However, such people exist. Some are well-meaning optimists blinded by their denial. Economist Julian Simon, for example, stated in 1981 that, "There is no meaningful limit to our capacity to keep growing forever." Many religious and industry leaders embraced this statement, using it to justify their anti-control ideologies and their commitment to their stockholders.
Others, however, have more pernicious motivations--like greed and religious fanaticism. Motivated by religious-right attitudes, family planning opponents in Congress have attempted to limit funding for the activities of foreign family-planning organizations by forcing them to renounce abortion and to withhold information on the subject.
In July of 1998, family planning opponents in the House considered an amendment appropriations bill that would define contraception (for distribution in foreign countries) in such a way that it would exclude oral contraceptives, Norplant, and the IUD. At the time, Rep. Chris Smith (R-New Jersey) declared that RU486 and other contraceptives were "baby pesticides," a notion which would surprise the 30 million American women who use the pill, Norplant, and the IUD to prevent pregnancy.
These restrictive policies follow the example of the "Mexico City Policy," named for the site of the 1984 international population conference. During that conference, held in a city in which hordes of unwanted children survive by picking scraps off of our heaps of garbage, the United States announced that it would end funding to private family planning programs overseas if they had any involvement with abortion. (Clinton repealed the restrictions in 1993.)
Those, like Simon, want us to believe that our population-related problems are all due to overcrowding, not overpopulation. Overpopulation and overcrowding are different. Overcrowding does not necessarily mean that people live shoulder-to-shoulder. Rather, it occurs when there are too many people crowded into one space--crowded to the point that a high percentage of the population must live in substandard conditions because of the lack of living space and lack of opportunity to make a living. It's like having a dozen people trying to crowd around a small fire‹someone is bound to be left out in the cold.
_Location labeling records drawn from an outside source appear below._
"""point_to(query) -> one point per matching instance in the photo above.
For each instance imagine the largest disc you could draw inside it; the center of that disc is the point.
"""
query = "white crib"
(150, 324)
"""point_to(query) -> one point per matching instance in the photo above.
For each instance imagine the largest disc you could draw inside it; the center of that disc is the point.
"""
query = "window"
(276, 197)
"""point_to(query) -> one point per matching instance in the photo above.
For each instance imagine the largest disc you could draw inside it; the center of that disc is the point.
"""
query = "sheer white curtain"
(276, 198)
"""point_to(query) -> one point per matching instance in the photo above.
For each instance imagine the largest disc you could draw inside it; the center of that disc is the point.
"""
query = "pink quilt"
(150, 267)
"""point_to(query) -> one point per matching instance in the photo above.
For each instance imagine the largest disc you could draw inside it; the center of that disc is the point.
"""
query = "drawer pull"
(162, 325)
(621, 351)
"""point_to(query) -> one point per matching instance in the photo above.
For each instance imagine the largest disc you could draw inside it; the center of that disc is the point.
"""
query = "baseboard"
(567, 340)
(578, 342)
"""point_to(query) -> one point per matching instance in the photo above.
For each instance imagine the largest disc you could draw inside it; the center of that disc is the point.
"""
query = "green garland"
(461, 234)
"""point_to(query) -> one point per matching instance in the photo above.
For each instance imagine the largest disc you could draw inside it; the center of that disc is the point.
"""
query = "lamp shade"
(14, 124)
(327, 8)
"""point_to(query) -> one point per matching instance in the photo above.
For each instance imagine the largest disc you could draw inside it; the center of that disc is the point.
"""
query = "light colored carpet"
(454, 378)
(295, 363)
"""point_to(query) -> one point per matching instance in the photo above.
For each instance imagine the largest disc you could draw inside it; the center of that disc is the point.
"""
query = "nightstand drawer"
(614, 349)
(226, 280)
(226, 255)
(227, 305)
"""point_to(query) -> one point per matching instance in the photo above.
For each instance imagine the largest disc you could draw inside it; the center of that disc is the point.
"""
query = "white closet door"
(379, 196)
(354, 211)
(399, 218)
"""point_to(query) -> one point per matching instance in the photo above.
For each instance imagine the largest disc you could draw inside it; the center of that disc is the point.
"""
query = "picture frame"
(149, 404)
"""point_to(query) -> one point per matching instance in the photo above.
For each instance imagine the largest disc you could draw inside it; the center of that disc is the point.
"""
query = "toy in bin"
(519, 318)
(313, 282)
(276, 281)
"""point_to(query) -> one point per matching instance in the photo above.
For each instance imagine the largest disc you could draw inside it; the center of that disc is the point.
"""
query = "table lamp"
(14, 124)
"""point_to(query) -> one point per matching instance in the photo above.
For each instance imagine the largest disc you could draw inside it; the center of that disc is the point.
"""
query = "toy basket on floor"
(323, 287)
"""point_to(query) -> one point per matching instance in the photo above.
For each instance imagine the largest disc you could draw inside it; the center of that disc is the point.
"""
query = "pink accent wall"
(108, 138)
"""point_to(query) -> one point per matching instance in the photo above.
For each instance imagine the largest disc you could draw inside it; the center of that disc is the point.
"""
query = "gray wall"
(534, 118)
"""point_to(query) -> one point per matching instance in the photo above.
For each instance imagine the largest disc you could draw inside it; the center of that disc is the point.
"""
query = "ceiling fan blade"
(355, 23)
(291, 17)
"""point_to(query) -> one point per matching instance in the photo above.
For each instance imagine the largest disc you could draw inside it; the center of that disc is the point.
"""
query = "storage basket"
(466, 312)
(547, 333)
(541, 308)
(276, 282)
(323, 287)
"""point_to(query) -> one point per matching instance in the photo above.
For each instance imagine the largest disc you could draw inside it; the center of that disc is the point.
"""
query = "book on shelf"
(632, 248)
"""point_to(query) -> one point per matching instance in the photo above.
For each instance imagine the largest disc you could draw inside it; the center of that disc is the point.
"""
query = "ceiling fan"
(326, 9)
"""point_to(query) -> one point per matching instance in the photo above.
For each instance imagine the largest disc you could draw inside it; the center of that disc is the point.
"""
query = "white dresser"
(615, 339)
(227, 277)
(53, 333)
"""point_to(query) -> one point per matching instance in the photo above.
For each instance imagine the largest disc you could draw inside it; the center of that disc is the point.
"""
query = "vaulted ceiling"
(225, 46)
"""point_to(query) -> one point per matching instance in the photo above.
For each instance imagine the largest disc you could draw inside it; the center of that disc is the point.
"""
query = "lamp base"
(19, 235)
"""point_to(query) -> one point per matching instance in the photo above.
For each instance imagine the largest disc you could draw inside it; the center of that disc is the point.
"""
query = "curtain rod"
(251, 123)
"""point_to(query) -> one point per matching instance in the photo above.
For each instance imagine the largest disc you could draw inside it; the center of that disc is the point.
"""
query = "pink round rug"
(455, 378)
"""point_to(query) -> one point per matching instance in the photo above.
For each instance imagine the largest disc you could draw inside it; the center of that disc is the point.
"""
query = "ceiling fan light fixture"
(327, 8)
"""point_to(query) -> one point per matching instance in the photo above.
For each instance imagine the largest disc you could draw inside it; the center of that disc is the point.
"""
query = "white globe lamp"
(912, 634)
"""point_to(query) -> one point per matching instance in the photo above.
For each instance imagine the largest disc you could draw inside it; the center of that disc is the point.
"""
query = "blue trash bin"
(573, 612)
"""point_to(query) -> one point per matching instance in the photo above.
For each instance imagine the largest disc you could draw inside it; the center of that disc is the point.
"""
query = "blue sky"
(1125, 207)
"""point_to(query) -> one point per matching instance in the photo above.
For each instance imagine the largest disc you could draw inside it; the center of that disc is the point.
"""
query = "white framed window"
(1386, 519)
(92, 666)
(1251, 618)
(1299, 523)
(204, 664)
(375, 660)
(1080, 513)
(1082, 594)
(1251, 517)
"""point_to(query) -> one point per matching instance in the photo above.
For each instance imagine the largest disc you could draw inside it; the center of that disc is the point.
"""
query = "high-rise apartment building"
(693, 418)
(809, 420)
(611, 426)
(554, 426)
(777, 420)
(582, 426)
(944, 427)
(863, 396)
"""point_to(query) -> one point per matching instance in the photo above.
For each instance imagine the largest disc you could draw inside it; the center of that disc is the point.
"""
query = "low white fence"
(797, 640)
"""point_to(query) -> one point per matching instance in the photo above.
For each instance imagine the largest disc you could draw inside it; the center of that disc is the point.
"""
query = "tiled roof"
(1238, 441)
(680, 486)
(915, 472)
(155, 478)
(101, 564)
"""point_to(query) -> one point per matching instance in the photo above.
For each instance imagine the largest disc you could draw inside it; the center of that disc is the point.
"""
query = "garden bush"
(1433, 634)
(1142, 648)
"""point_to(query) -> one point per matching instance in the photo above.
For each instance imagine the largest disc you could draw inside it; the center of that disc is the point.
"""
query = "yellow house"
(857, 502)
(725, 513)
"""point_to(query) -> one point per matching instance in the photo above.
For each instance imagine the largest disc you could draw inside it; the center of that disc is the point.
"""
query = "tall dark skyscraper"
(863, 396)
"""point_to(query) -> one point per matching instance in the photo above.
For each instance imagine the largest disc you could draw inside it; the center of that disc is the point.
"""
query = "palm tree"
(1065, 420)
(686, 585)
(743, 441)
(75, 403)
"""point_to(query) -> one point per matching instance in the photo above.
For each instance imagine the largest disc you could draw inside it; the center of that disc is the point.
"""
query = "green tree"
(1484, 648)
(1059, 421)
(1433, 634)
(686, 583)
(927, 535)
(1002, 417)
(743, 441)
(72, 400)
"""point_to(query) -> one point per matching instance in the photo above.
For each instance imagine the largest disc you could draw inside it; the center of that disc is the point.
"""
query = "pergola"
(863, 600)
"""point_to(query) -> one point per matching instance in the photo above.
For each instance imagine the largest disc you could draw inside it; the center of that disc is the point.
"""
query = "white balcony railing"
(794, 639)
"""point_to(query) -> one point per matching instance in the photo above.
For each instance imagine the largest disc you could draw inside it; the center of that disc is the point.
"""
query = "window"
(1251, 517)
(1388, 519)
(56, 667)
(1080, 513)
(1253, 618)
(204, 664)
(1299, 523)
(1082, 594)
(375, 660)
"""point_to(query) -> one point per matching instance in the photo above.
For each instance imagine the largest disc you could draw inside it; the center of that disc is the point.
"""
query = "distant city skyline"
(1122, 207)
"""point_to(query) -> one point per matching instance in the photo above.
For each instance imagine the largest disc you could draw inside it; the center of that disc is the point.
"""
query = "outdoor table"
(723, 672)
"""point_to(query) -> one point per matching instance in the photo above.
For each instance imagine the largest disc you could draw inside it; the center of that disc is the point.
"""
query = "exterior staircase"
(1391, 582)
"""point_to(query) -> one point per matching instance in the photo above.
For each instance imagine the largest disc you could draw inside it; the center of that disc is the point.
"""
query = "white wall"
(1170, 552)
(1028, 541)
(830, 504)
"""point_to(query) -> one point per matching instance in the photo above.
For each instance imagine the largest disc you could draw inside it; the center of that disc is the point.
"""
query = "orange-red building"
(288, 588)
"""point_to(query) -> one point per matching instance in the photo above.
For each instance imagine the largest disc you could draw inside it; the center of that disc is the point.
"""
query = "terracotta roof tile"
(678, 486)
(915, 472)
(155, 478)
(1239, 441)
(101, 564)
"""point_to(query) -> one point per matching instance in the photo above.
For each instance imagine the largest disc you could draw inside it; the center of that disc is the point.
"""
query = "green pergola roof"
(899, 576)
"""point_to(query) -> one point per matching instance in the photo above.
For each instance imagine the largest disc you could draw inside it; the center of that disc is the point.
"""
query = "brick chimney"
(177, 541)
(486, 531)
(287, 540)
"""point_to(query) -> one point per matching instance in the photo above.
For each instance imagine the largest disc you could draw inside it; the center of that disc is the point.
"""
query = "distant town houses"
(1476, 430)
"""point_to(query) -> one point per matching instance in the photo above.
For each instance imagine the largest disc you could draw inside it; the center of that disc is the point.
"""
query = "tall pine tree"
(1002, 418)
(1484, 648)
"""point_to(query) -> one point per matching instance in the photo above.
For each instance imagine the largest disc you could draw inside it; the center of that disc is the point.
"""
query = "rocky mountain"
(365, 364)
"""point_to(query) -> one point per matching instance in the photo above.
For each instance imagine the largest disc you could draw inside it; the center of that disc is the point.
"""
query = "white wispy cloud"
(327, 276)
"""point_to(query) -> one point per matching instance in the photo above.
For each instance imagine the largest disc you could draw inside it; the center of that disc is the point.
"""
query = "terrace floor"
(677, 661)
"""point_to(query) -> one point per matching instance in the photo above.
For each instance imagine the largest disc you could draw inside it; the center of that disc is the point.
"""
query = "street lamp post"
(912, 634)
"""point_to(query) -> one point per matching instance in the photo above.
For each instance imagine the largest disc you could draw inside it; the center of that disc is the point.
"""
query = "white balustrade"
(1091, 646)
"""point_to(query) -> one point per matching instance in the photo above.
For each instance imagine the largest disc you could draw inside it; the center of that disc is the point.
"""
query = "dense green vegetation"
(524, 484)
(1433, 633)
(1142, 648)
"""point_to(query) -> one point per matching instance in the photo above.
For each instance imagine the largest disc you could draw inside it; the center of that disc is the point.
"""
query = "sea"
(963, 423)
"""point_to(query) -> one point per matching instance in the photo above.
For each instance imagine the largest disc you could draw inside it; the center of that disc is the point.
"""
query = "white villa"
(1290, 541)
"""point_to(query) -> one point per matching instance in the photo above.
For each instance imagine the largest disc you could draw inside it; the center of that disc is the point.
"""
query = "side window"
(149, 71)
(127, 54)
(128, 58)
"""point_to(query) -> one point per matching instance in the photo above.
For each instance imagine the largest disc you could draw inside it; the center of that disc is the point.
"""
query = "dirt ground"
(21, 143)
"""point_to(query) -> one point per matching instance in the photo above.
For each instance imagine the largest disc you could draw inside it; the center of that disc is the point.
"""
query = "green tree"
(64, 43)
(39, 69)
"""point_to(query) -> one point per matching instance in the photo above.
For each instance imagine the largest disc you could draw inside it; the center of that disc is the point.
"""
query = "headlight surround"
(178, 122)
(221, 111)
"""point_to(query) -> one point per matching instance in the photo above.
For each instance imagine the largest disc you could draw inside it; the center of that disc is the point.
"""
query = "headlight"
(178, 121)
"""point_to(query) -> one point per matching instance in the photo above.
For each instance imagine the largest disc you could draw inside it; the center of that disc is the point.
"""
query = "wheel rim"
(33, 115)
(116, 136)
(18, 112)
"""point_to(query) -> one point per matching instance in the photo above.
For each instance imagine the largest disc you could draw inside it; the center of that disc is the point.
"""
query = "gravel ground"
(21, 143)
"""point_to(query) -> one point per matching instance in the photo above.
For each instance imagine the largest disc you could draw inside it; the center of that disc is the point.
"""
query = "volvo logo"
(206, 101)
"Substandard" means that one's ability to be productive, safe, and healthy are impaired due to cramming too many people into too small a space. The level at which overcrowding exists varies according to cultural and economic factors. For example, Japan has far more people per square mile than the United States. However, the Japanese are better adapted to crowded conditions than we. The crime rate is lower than ours, the streets are, for the most part, safe at night, and the traffic, while congested, is better managed than ours. Most important, however, their industrial and economic structure provides enough work and income for most Japanese to afford food and shelter.